苍都是一个雨季频繁的城市,下起雨的时候就会看见干净平整的石板路,而雨水顺着石板路流淌下来的样子那样安宁静谧,让人恨不得一生隐居在此,不愿再被一丝一毫的喧嚣纷扰打搅。
连续几日的雨水堆积,使得青石板路上有一摊一摊的小水潭,抚春心里欢喜,便脱掉绣鞋,双手提着裙摆光脚踩在上面嬉玩,嘴里断断续续的哼着家乡小曲。
“你曾经对我说‘弱水三千只取一瓢饮,此生非君不娶’,可是为什么突然之间一切就都变了?为什么?”骤然响起的女声让抚春停下了脚下的动作,寻着声音而去,又听到另外一个男声的回答:“世上哪来那么多非君不娶?”淡而冷的语调,让人捉摸不透。
看见他们的时候,那男子背对着女子抚了抚袖冷淡的笑,似乎正准备离开,然而当他抬眼看见抚春的时候先是一怔,然后玩世不恭的将她上下仔仔细细打量了一番,又似笑非笑的挑眉,一副纨绔子弟的浪荡模样。
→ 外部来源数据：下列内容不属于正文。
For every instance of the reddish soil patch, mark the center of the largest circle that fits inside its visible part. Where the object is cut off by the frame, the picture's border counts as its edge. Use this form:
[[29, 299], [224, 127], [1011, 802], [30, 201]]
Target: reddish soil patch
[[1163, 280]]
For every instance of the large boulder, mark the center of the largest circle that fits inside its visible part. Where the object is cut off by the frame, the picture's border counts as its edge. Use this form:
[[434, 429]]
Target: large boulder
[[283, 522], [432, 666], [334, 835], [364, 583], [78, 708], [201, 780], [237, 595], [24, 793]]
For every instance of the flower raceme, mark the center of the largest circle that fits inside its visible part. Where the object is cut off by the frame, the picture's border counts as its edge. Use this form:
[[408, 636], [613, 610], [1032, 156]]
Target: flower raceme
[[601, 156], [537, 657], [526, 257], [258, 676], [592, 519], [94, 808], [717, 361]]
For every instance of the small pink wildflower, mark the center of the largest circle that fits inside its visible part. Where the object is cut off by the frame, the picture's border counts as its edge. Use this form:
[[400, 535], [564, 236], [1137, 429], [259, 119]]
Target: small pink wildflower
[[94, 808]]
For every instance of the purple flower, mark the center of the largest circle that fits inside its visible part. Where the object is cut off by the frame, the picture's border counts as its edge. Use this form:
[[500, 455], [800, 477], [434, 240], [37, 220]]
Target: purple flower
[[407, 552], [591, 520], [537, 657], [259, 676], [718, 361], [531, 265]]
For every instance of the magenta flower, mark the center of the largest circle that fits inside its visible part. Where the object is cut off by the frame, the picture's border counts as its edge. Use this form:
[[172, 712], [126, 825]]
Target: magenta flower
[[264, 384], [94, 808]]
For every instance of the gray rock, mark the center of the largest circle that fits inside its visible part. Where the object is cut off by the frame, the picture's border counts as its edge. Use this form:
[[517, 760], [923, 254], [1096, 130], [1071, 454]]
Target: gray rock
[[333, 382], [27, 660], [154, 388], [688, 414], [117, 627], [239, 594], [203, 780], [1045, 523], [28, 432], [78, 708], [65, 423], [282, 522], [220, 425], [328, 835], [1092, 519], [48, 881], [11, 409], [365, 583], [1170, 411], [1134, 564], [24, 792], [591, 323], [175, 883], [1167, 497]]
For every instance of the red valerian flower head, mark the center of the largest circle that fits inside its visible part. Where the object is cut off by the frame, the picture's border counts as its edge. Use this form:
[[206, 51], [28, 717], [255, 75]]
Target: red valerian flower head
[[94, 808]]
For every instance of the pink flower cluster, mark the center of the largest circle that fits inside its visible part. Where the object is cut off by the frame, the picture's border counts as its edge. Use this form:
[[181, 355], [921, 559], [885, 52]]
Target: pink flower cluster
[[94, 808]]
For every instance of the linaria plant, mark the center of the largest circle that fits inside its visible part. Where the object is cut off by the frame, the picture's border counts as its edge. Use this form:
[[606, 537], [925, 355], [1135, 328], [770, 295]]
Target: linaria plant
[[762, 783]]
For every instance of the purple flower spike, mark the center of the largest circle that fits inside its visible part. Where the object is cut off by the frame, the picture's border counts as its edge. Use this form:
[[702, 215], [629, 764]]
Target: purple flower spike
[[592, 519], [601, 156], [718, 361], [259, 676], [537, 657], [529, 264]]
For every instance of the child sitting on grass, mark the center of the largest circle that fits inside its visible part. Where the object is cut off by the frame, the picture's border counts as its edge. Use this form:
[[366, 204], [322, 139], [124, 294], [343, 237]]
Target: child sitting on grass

他无礼的举动令抚春皱眉,匆忙放下了裙摆落荒而逃,连长笛掉在地上都顾不上去捡。背后,是男子不羁的笑声,一阵一阵在耳边回荡。
抚春是认识他们的,女子叫竹青,男子叫红仟,两人关系一直暧昧,频繁来往使得乡里的人提起他们就皱眉摇头,直叹世风日下,而他们对于人们的指指点点也似乎毫不在意,依然我行我素随性而为。
红仟是本乡人,向来不羁风流,情债情史多的像戏文,而那名叫竹青的女子则是乡长的女儿,听乡里人说是红仟的又一笔风流债。竹青向来刁蛮任性,却在红仟面前难得的温顺乖巧,情之所钟,一等便是三年,着实叫人叹息。
竹青眉目清秀干净,是那种看上一眼就惹人疼得女子,当初十四五岁的年纪,如今已经出落得亭亭玉立日渐动人。而红仟却长了一副倾国倾城的脸,即使水云乡最美的女子在他面前也自惭形秽,他常年一袭火红的衣袍,招摇过市的行走在这个乡下小镇里,没有人知道他的来历,只知他身份神秘,身边总是跟着两个高手,所以没有人敢去轻易招惹,对他的态度也一直敬畏,即使是外乡的强盗和恶霸--大家都心里清楚,水云乡的安宁平静多半是因为他,故此渐渐比几个乡的乡长还有威望。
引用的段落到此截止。